My first day in Africa was SO amazing. I woke up my first morning in Africa to roosters crowing and Lugandan shouts and children’s laughter outside. So beautiful. Walking outside I was greeted with wonderful hello hugs and beautiful good mornings from precious children. I’ve never received so much love and I didn’t even know them yet! We spent all day getting to know them and playing with them. It was so great. Later that night we were upstairs and heard the children’s beautiful voices singing praises to Jesus. We walked downstairs and see them all on their knees praying out loud and crying out to God. It was the most beautiful, genuine thing I’ve ever seen. I completely lost it. Just to see their childlike faith and worship. It was incredible. If only I had the faith and the ability to genuinely worship the Lord like that.
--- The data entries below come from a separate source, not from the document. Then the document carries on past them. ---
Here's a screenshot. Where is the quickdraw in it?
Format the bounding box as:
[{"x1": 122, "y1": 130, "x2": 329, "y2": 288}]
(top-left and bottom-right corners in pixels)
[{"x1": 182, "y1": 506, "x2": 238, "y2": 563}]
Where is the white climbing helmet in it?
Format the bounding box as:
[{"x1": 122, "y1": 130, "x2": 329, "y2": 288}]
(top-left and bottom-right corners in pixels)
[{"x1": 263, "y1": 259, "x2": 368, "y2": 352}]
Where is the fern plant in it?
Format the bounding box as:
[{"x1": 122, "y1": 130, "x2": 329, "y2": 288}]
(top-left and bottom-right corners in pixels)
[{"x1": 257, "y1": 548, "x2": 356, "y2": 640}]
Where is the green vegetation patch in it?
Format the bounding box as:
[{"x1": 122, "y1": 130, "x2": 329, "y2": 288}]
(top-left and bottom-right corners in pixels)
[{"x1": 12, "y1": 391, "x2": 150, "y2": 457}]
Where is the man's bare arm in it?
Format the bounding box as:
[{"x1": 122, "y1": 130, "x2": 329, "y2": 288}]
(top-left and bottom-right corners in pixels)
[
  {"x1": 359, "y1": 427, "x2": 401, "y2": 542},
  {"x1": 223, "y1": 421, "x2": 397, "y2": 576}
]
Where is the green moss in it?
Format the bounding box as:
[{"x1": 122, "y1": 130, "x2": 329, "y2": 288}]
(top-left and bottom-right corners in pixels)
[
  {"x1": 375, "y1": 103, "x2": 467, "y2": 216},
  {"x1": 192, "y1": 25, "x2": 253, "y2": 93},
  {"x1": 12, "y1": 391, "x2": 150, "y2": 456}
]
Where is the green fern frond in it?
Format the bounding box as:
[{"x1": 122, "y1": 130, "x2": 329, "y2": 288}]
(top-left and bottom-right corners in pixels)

I have to admit, at first I was kind of overwhelmed. Okay, that’s a lie. I was really overwhelmed. Feelings of inadequacy started to creep in soon after I got there. In the midst of so much need and brokenness I began to feel like I had absolutely nothing to offer. Satan was definitely attacking and making me feel worthless and completely useless. But the Lord is good. He is so good! And he taught me an amazing lesson through it all.
In my quiet time one morning the Lord began to speak a word over me: arkeo (Greek), or enough. I was reading in John 14:8 where Phillip says, “Lord, show us the Father and that will be enough for us.” His faith and his desire for only a glimpse of the Father is so beautiful. Why can I not be satisfied with Christ like that? Why do I not search for His Presence in every moment so that I can be filled? Then in my reading in Matthew I read verse 5:6, “Blessed are those who hunger and thirst for righteousness for they will be filled, they will be satisfied.” I want to long for the Lord like that. To hunger and thirst for Him. I want to be so fully content in Him that I desire nothing else.
So often I spend so much time wallowing in my weaknesses when the Lord is so much bigger than them. “His grace is completely sufficient for me. His power is made perfect in my weakness” 2 Corinthians 12:9. How amazing! I pray that I would be able to rest in His grace and find that it is enough. He is more than able to somehow take my unworthiness and turn it into something beautiful. I hate that I underestimate the Lord’s power to work through me. Of course he can. He will achieve His ultimate purpose and bring glory to His name. He is sufficient. He is enough.